India is the world’s leading vaccine manufacturer and will produce many of the low-cost (non-mRNA) vaccines needed for the developing world. Moreover, as digitization rapidly increases both domestically and internationally in 2022 and beyond, India’s deep technology talent market may be a major beneficiary.
Furthermore, India is poised to benefit from other significant long-term structural tailwinds such as demographics, labor shifting away from agriculture into higher productivity sectors, urbanization, an aspirational and entrepreneurial population, and low household debt. Finally, significant reforms such as the Goods and Services Tax and the new bankruptcy code—alongside an unprecedented focus on economic reform and privatization initiated in the Modi government’s 2021 National Budget—have begun to bolster its economy.
“Momentous changes have taken place in India over the past 12 months that I believe have helped to fast-track the country’s nascent growth story. It’s now clear that Indian Prime Minister Narendra Modi is going all out to spur an economic renaissance.” – Niraj Bhagwat, Equity Portfolio Manager
India’s private markets may also signal its promising future. Estimates range from 40 to 100+ unicorns (private companies with >US $1 billion valuations) that are beginning to IPO.1 As this listing trend continues, US $250 billion or more of new market cap may be created.1 These companies may further diversify the public markets and offer attractive opportunities to public-market investors.
Thematic Opportunities
Across the diverse range of countries within EMs, many of our investors are finding attractive opportunities for the year ahead within a common set of thematic areas.
“For instance, the impacts of smart data and the growing access to quality healthcare are among the long-term opportunities we find attractive in EMs in 2022.” – Dáire Dunne, CFA, Portfolio Manager
Smart Data: As EMs continue their transition away from manufacturing economies to service/digital economies, they increasingly look to unlock productivity gains from enterprise intelligence. This trend has seen software spending steadily increase, following a similar path to developed markets (DM), but from a much lower base. In China, for example, public-cloud spending was only 11% of the US equivalent in 2020.2 Notably, the growth of cloud computing is driving greater affordability and availability of software solutions and, when combined with rising labor costs and more data to process, is accelerating this structural shift. In our view, software spending across the stack—in things such as Enterprise Resource Planning and cybersecurity—has a long runway for growth across EMs in 2022 and beyond.

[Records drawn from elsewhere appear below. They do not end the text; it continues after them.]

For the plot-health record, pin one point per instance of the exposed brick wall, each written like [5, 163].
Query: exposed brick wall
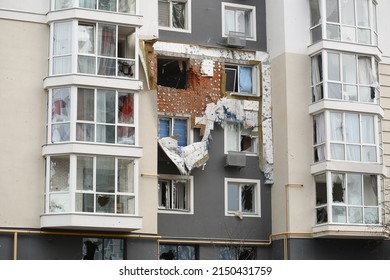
[200, 90]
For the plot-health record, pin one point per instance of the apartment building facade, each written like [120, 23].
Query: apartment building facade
[330, 118]
[194, 129]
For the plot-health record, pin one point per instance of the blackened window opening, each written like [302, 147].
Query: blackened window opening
[172, 73]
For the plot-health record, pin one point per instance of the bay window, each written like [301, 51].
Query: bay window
[348, 198]
[120, 6]
[90, 184]
[102, 49]
[242, 197]
[346, 20]
[239, 19]
[344, 76]
[101, 116]
[351, 137]
[175, 14]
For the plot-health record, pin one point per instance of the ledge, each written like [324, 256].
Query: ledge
[83, 221]
[350, 231]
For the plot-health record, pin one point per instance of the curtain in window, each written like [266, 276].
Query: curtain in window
[316, 69]
[319, 138]
[127, 6]
[107, 5]
[180, 129]
[88, 4]
[107, 48]
[245, 76]
[62, 48]
[178, 15]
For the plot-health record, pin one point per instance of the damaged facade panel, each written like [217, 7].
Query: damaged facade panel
[211, 86]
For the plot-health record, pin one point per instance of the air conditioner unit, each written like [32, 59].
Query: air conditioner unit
[237, 159]
[236, 39]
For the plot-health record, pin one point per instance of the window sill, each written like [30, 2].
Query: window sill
[175, 212]
[88, 221]
[350, 231]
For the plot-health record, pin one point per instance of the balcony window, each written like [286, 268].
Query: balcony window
[242, 197]
[175, 127]
[90, 184]
[102, 116]
[102, 49]
[174, 194]
[353, 198]
[174, 14]
[348, 21]
[346, 77]
[240, 139]
[240, 19]
[351, 137]
[120, 6]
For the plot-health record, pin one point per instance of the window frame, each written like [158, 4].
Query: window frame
[189, 192]
[171, 127]
[187, 16]
[254, 139]
[255, 79]
[177, 247]
[321, 28]
[324, 146]
[73, 121]
[323, 210]
[67, 192]
[321, 81]
[124, 65]
[73, 3]
[239, 7]
[256, 197]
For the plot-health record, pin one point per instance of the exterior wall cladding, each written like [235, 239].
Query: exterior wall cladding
[204, 170]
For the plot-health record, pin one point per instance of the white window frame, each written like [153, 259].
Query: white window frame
[67, 195]
[190, 192]
[75, 54]
[255, 79]
[171, 126]
[246, 8]
[238, 140]
[72, 118]
[241, 182]
[188, 13]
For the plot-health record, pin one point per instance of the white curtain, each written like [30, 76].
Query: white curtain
[62, 47]
[316, 77]
[89, 4]
[320, 136]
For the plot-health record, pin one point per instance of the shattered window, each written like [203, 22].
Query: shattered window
[237, 253]
[239, 18]
[241, 198]
[172, 73]
[354, 198]
[174, 194]
[103, 249]
[91, 184]
[173, 13]
[240, 139]
[239, 79]
[178, 252]
[175, 127]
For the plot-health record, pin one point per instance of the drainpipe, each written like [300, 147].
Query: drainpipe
[287, 218]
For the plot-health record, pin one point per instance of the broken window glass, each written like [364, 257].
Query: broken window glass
[237, 253]
[172, 73]
[175, 127]
[178, 252]
[239, 79]
[103, 249]
[173, 194]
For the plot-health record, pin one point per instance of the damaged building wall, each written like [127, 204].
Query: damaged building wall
[193, 85]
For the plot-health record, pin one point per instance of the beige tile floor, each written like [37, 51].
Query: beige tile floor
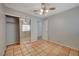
[39, 48]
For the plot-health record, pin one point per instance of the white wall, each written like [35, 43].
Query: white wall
[64, 28]
[45, 29]
[2, 30]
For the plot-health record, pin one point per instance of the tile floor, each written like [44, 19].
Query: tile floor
[39, 48]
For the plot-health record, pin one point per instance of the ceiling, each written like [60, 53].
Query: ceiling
[29, 7]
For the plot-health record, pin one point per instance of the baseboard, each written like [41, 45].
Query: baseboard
[58, 43]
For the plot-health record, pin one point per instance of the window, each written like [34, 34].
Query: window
[25, 27]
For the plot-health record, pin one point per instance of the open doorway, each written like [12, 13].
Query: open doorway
[25, 30]
[12, 30]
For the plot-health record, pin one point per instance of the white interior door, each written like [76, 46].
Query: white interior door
[10, 31]
[45, 30]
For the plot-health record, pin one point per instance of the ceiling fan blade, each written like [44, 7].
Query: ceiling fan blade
[52, 8]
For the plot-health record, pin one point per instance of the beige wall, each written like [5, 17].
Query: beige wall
[2, 30]
[64, 28]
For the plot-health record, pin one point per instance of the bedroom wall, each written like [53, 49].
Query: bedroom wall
[64, 28]
[2, 30]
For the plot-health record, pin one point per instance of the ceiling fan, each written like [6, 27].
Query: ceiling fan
[44, 9]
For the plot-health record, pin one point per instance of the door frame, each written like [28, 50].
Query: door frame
[17, 28]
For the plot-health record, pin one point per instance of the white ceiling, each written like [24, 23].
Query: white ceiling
[29, 7]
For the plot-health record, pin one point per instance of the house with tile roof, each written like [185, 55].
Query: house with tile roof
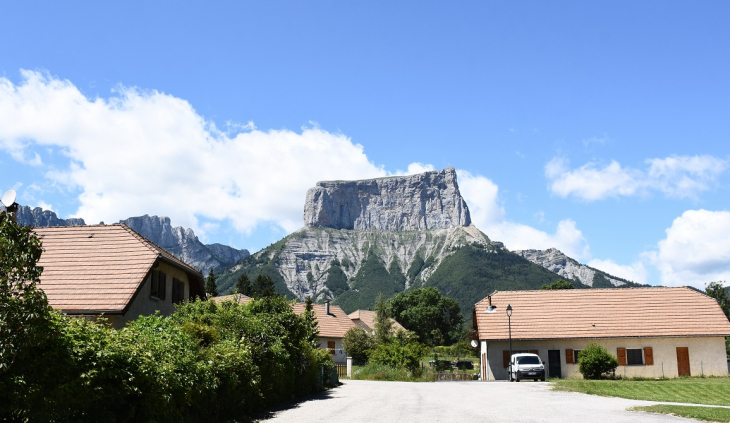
[112, 270]
[333, 324]
[366, 320]
[654, 332]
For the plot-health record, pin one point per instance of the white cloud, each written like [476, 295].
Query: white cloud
[696, 250]
[482, 196]
[635, 272]
[148, 152]
[677, 177]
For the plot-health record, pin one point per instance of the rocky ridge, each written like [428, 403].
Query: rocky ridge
[557, 262]
[426, 201]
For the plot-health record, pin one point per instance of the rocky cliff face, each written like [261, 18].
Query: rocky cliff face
[427, 201]
[38, 217]
[184, 244]
[557, 262]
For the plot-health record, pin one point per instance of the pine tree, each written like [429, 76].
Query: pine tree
[263, 286]
[210, 288]
[383, 324]
[310, 319]
[243, 285]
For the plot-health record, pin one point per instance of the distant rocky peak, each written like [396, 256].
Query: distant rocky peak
[425, 201]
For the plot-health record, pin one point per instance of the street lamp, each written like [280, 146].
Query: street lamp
[509, 320]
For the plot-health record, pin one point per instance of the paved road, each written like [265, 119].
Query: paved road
[382, 402]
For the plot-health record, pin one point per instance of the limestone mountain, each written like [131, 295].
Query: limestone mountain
[364, 238]
[555, 261]
[179, 241]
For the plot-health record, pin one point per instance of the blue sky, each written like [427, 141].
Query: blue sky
[600, 128]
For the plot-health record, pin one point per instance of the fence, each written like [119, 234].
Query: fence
[453, 377]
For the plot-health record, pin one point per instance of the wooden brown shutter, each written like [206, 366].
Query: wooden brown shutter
[648, 356]
[162, 286]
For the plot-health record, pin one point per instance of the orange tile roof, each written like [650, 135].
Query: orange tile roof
[601, 313]
[333, 326]
[366, 319]
[99, 267]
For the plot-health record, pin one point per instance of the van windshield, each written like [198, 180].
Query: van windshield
[528, 360]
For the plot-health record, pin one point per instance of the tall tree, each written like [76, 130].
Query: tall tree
[435, 318]
[243, 285]
[558, 284]
[210, 287]
[310, 319]
[383, 324]
[717, 291]
[263, 286]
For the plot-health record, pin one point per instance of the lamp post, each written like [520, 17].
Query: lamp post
[509, 321]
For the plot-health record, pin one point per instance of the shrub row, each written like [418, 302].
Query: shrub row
[206, 362]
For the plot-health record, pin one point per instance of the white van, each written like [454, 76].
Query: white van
[526, 366]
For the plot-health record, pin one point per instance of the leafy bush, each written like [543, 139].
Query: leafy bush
[358, 343]
[401, 352]
[594, 361]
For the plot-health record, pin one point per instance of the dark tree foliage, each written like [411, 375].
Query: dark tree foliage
[210, 287]
[263, 286]
[310, 320]
[594, 362]
[358, 344]
[435, 318]
[717, 291]
[243, 285]
[383, 324]
[559, 284]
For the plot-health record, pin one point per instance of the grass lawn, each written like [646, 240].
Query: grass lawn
[695, 390]
[710, 414]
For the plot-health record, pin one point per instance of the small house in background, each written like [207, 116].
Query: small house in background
[333, 325]
[112, 270]
[654, 332]
[366, 320]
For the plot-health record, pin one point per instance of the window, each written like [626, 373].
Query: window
[158, 285]
[178, 291]
[634, 356]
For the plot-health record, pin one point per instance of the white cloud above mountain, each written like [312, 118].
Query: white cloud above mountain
[148, 152]
[696, 249]
[675, 177]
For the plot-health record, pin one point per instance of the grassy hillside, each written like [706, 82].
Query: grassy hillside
[474, 271]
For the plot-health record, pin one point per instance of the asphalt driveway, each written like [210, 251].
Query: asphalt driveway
[368, 401]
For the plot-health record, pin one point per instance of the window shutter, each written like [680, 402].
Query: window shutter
[154, 284]
[648, 356]
[162, 286]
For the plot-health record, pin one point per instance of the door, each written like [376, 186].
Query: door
[554, 369]
[683, 361]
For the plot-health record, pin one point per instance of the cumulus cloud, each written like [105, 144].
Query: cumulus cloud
[676, 177]
[482, 196]
[696, 249]
[143, 152]
[635, 272]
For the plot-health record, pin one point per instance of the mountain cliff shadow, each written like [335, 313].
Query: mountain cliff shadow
[296, 403]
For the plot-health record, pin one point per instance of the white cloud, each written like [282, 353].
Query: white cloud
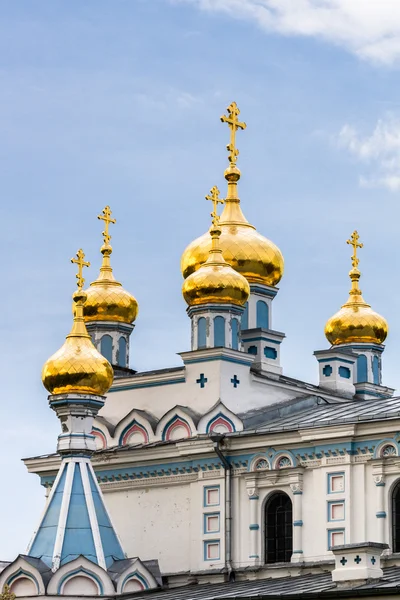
[379, 151]
[368, 28]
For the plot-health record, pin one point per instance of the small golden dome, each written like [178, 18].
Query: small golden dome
[77, 367]
[247, 251]
[107, 300]
[215, 282]
[356, 322]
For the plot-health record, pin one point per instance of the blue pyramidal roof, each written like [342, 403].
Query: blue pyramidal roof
[76, 521]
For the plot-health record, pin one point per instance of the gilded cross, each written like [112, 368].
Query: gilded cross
[81, 263]
[353, 241]
[215, 199]
[106, 217]
[234, 125]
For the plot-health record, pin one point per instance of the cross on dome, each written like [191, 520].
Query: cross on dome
[215, 199]
[106, 217]
[353, 241]
[234, 125]
[80, 261]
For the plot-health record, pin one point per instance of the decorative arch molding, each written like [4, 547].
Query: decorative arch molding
[138, 424]
[81, 567]
[177, 423]
[134, 576]
[283, 460]
[387, 448]
[133, 428]
[220, 420]
[101, 440]
[21, 569]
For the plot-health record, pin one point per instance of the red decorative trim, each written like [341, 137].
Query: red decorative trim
[135, 428]
[177, 423]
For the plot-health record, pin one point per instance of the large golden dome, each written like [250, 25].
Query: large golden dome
[215, 282]
[356, 322]
[107, 300]
[247, 251]
[77, 367]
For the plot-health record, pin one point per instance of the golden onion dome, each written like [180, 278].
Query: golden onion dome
[77, 367]
[215, 282]
[107, 300]
[356, 322]
[247, 251]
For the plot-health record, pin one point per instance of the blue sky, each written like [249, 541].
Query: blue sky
[118, 102]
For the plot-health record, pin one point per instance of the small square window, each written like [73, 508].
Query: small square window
[336, 511]
[336, 537]
[211, 496]
[211, 523]
[211, 550]
[335, 483]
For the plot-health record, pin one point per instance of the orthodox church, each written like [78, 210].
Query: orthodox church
[223, 477]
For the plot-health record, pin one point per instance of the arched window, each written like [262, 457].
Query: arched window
[375, 370]
[235, 334]
[396, 517]
[278, 528]
[362, 368]
[245, 317]
[219, 331]
[201, 333]
[122, 351]
[262, 314]
[106, 347]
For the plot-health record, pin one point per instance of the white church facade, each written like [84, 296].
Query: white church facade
[224, 470]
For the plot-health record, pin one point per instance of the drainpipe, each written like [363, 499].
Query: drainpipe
[216, 439]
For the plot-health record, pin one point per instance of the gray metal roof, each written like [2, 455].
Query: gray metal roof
[323, 415]
[306, 585]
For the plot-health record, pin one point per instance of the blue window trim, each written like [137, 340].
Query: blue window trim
[211, 487]
[336, 530]
[208, 543]
[214, 531]
[336, 474]
[330, 503]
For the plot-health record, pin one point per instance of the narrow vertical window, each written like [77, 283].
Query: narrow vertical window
[376, 370]
[262, 314]
[122, 352]
[278, 528]
[201, 332]
[396, 518]
[219, 332]
[245, 317]
[235, 334]
[362, 368]
[106, 347]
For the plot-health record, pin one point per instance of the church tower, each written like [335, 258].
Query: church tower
[356, 333]
[215, 294]
[255, 257]
[110, 311]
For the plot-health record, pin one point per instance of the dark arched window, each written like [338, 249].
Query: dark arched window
[201, 333]
[219, 332]
[362, 368]
[106, 347]
[235, 334]
[376, 370]
[278, 528]
[396, 517]
[122, 352]
[262, 314]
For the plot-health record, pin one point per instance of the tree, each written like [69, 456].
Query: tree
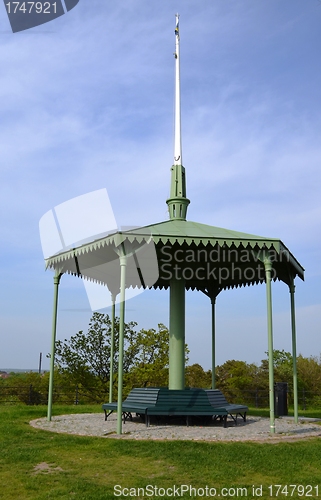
[85, 357]
[151, 359]
[236, 379]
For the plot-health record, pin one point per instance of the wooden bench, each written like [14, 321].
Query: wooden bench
[137, 401]
[149, 401]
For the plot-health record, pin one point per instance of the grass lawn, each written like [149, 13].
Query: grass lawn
[36, 464]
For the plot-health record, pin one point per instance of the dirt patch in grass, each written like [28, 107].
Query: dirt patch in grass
[45, 468]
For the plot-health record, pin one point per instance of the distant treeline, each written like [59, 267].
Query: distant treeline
[83, 363]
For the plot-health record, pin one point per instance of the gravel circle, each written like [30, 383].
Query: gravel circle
[254, 429]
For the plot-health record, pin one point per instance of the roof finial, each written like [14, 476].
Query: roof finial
[177, 203]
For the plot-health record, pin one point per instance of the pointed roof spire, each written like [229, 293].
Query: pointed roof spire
[177, 203]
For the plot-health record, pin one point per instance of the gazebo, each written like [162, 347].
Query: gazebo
[190, 255]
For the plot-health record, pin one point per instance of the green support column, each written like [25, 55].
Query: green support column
[57, 277]
[177, 335]
[268, 270]
[213, 301]
[123, 263]
[295, 374]
[112, 345]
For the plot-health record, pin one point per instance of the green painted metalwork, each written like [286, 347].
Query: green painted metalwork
[213, 302]
[186, 234]
[268, 269]
[57, 277]
[112, 345]
[177, 335]
[294, 356]
[123, 263]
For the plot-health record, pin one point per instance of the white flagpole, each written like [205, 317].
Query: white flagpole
[178, 140]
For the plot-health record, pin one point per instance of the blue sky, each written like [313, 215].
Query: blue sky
[87, 103]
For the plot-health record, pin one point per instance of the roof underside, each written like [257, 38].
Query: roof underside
[208, 258]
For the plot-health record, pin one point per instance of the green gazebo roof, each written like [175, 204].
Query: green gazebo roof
[209, 257]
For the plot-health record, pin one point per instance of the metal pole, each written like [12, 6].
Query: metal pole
[213, 300]
[112, 345]
[123, 263]
[177, 335]
[40, 360]
[53, 342]
[295, 373]
[268, 269]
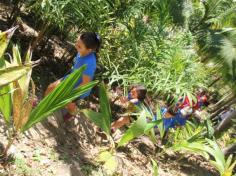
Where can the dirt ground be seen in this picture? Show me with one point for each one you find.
(58, 148)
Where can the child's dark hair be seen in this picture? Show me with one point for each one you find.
(141, 90)
(91, 40)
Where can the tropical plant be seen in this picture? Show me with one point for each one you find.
(16, 102)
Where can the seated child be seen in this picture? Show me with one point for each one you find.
(131, 103)
(174, 116)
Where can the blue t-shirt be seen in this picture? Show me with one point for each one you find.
(90, 61)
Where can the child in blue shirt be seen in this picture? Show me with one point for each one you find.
(87, 45)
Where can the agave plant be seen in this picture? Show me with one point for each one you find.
(16, 102)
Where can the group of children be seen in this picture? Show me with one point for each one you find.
(87, 45)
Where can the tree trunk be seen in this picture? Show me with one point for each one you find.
(226, 123)
(215, 81)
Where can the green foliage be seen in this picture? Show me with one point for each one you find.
(59, 97)
(209, 147)
(136, 129)
(109, 161)
(102, 118)
(140, 127)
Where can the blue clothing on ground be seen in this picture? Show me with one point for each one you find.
(177, 120)
(90, 62)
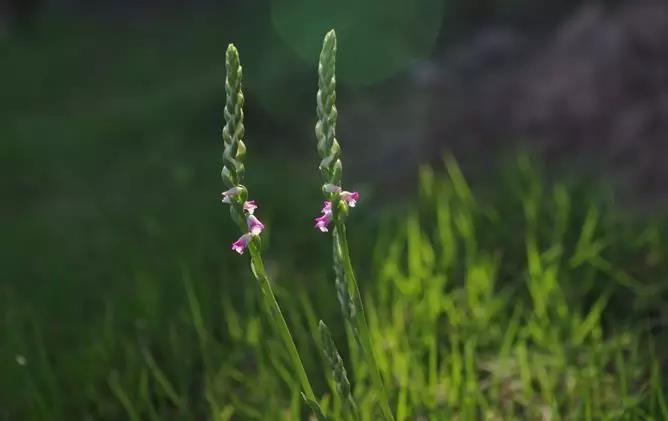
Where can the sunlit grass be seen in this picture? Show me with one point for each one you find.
(469, 322)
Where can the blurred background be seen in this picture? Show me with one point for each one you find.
(110, 141)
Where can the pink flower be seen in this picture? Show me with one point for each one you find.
(331, 188)
(230, 194)
(350, 198)
(322, 222)
(254, 225)
(240, 245)
(250, 206)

Healthcare Inclusion: The vast majority of the world’s population lives in developing economies and most still have inadequate access to healthcare. Healthcare spending across low- and middle-income countries was only US $264 per capita in 2018, compared with US $5,665 in high-income countries—a difference of more than 20 times. However, between 2000 and 2018, spending grew almost twice as fast in low- and middle-income countries relative to high-income countries.3 This was driven in part by an increasing government policy focus on supporting investment in public health. In addition, medical-research spending is rapidly accelerating, particularly in China. We believe these factors make healthcare inclusion a significant long-term thematic opportunity.
Other broad areas of interest for EM investors in 2022 include the deepening of financial markets (driving inclusion and supporting development), digital connectivity (e.g., the growth of e-commerce and online leisure), and environmental consciousness (a rising focus in a world of climate change).
Bottom Line
Looking to 2022, in our view, EM offers equity investors high growth potential and significantly lower valuations than DM. For long-term investors that are willing to use volatility as an opportunity, we see a range of investment opportunities within the diverse EM universe.